Schematic drawing of the noncontact optical fluorescence tomography system.

024003_1_028902jbo1.jpg

The lens L6 is placed on a motorized translation stage, TS (Micos, PLS-85), to control the focus of the orange beam at a given point on the interface. The diffused light reflected from the surface forms an emission point source, whose light follows the reverse path to reach the sensor, a photomultiplier tube, PMT (Electron Tubes, 9129B). In front of the sensor aperture, the lens L8 conjugates—at the translation stage in-focus position—a 200-μm -diam pinhole, P2 , with the surface. A filter, F (Chroma, HQ580/60m), is placed before the sensor with a passband of between 545nm and 615nm , which completely blocks the green laser. Taking into account the magnification of the optical system, P2 scales to 170μm diameter on the surface.

2.2.

Acquisition Procedure

The voltage generated by the PMT was acquired using a high-speed (100Mss) 8-bit resolution digitizer board (National Instruments, NI5112), and the control software was written in LabView, splitting the operation into two phases. First, two voltages are applied to the mirrors ( GS1 and GS2 ) according to a specific transversal point with coordinates (y,z) ; then, a transistor-transistor logic (TTL) signal is sent to open the shutter, S , and a relatively high voltage is sent to the mirror GS1 thus deviating the excitation beam out of the path. In this state, the surface becomes illuminated only with light from the laser Lem , and there is no fluorescence emission. In this configuration, the translation stage moves to find the displacement that maximizes the sensor signal. This position, which is directly related to a particular surface depth ( x coordinate), brings the pinhole P2 into focus with the surface by placing a virtual detector at the vector position ri=(x,y,z) on the surface. In the second phase, the translation stage is maintained in the previously found position, the shutter S closes, and registration of the fluorescence signal from the PMT begins for the different voltages applied on the mirrors GS1 and GS2 associated to the excitation source vector rk . This provides the data set, J(ri,rk) , which is suitable for tomographic reconstruction.3 Unlike in the acquisition subsystem, where the maximum allowed apertures are used to obtain information on maximum wave vector diversity, it is assumed that the beam diameter of the excitation laser is small enough to be always in focus on the surface, the x coordinate obtained in the first phase serving to completely specify the rk vector.

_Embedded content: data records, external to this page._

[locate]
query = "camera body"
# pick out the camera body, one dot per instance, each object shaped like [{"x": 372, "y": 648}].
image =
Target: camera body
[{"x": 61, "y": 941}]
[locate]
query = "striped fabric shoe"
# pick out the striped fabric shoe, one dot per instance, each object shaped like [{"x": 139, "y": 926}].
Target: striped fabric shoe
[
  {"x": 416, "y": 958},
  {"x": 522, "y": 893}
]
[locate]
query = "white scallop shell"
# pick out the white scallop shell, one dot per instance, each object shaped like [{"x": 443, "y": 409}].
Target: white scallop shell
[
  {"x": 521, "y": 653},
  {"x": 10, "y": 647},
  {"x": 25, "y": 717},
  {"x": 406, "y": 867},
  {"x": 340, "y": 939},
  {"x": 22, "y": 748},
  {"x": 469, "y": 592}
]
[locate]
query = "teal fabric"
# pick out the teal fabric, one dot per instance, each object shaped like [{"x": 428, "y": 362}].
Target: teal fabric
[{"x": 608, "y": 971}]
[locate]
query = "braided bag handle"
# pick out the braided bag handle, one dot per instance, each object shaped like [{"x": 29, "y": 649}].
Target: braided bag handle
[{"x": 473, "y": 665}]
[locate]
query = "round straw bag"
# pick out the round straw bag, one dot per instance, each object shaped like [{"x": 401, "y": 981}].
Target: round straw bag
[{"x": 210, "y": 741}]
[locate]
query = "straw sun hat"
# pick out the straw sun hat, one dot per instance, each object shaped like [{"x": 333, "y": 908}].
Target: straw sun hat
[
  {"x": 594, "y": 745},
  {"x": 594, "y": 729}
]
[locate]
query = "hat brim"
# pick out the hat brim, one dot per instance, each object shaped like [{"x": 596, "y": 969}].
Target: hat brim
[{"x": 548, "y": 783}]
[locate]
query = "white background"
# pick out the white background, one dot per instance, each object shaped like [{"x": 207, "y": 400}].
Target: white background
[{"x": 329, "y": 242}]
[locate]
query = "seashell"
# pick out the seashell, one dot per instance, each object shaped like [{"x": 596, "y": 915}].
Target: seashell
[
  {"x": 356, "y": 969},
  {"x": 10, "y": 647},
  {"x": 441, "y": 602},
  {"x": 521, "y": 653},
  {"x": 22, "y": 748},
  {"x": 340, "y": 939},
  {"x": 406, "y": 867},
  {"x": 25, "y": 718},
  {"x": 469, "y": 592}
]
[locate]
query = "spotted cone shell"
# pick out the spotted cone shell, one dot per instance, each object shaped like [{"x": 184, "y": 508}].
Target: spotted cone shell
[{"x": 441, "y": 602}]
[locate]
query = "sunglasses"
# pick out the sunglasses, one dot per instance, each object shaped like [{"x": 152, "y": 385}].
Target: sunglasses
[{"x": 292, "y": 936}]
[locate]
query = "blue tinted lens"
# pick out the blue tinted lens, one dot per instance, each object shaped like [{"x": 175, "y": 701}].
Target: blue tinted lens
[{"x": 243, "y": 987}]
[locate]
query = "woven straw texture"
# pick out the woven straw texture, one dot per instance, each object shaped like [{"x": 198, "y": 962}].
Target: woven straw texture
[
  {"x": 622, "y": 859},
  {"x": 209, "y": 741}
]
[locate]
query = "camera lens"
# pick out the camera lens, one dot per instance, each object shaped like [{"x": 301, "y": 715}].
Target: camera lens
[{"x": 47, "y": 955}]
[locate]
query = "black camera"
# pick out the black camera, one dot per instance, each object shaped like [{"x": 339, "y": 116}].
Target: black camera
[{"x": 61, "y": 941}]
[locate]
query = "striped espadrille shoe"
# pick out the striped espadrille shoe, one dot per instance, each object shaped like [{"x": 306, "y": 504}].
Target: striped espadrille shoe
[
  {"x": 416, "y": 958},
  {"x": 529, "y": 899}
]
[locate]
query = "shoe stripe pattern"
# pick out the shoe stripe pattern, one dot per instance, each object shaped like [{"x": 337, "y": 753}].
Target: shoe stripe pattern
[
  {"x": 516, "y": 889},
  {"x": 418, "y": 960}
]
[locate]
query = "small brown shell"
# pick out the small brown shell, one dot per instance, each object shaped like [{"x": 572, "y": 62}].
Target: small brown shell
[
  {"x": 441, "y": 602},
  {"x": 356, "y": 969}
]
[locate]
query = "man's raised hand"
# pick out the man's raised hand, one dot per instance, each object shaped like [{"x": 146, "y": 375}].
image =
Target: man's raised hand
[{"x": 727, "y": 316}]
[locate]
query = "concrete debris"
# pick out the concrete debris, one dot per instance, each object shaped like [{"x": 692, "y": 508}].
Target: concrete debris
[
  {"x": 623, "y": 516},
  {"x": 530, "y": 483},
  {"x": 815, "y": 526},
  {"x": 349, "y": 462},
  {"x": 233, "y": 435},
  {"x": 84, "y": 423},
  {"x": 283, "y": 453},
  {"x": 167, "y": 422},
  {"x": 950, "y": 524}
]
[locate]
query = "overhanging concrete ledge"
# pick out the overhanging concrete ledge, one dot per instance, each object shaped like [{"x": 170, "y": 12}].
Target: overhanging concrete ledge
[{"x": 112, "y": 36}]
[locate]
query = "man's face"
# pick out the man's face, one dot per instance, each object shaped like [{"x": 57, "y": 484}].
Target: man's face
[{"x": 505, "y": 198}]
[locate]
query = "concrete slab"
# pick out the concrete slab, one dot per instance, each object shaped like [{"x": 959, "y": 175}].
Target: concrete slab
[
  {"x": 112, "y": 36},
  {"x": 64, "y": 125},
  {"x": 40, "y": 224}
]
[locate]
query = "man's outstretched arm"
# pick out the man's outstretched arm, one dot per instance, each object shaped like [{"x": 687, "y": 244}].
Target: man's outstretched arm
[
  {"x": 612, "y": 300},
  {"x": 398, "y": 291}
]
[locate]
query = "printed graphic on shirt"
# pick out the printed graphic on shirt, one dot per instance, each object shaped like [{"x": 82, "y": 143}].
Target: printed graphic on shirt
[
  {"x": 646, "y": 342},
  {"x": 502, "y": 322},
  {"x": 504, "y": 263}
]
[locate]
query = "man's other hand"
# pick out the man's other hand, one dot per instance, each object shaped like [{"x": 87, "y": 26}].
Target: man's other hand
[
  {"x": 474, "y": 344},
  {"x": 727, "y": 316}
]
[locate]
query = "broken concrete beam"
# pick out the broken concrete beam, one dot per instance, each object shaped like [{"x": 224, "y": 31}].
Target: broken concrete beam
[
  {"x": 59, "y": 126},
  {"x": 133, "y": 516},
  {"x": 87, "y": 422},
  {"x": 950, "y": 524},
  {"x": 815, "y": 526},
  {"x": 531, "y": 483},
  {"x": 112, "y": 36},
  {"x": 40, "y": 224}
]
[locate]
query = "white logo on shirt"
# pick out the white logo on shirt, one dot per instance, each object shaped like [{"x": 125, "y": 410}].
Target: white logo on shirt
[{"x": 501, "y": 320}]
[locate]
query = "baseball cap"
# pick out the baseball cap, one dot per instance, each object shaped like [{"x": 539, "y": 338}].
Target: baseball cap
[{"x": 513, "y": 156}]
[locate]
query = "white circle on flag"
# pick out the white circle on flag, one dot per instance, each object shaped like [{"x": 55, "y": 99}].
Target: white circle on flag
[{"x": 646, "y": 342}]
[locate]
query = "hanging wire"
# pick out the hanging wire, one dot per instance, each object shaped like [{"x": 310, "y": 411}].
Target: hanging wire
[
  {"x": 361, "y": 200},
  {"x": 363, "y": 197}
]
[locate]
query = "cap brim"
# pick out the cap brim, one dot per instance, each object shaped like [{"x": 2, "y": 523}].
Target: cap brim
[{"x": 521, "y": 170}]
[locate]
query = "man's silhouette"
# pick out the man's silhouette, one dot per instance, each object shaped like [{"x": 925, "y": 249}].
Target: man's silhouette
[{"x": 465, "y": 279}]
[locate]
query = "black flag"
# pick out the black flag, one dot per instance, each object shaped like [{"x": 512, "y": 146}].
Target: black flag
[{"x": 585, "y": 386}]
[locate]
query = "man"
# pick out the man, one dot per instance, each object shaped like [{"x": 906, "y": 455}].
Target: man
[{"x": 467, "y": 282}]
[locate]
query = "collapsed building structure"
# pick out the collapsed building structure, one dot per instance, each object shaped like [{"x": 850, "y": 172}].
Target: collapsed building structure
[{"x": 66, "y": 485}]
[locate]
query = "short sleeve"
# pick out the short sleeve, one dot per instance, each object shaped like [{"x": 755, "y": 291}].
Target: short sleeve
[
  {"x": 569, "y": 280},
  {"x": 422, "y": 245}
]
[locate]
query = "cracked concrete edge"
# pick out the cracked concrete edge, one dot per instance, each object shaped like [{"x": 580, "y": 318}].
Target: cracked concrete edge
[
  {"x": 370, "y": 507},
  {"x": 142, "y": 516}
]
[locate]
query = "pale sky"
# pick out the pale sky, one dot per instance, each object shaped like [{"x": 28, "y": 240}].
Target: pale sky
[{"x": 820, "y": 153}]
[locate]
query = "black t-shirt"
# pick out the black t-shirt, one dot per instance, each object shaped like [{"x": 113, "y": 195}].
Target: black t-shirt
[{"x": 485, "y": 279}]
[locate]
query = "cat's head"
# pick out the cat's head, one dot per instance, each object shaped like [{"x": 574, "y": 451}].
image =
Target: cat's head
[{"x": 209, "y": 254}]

Although the previous procedure is suitable for obtaining a complete data set, the following results are obtained for dense registration using a small number of excitation positions. For this purpose, the software allows the process to be reversed: with S open, a high voltage is applied to GS1 to prevent fluorochrome excitation, and the voltages associated to the ri detector position are sent to the mirrors GS1 and GS2 , initiating the focus search. Once concluded, two voltages are sent to the mirrors GS1 and GS2 to generate an excitation source at rk , and the intensity of the fluorescent light is measured.

2.3.

Calibration

To test the system’s performance in terms of field of view, resolution, and range of focus that can be controlled, conventional intensity images of a chart were registered. For this, a flat squared regular mesh, obtained by printing black lines on white paper with 0.5-mm pitch, was used and, to obtain images of the reflected light, a yellow LED was used to illuminate the target. Part of the LED spectrum was able to pass through the dichroic mirror and the filter, and so no modification of the optical system was needed, apart from including in the control the capability of switching the LED on and off when the shutter S is closed or opened. Given that the surface is flat, to speed the process, a low-resolution image of 20×20 points was first acquired and the surface information obtained was used to drive the translation stage for finer acquisitions.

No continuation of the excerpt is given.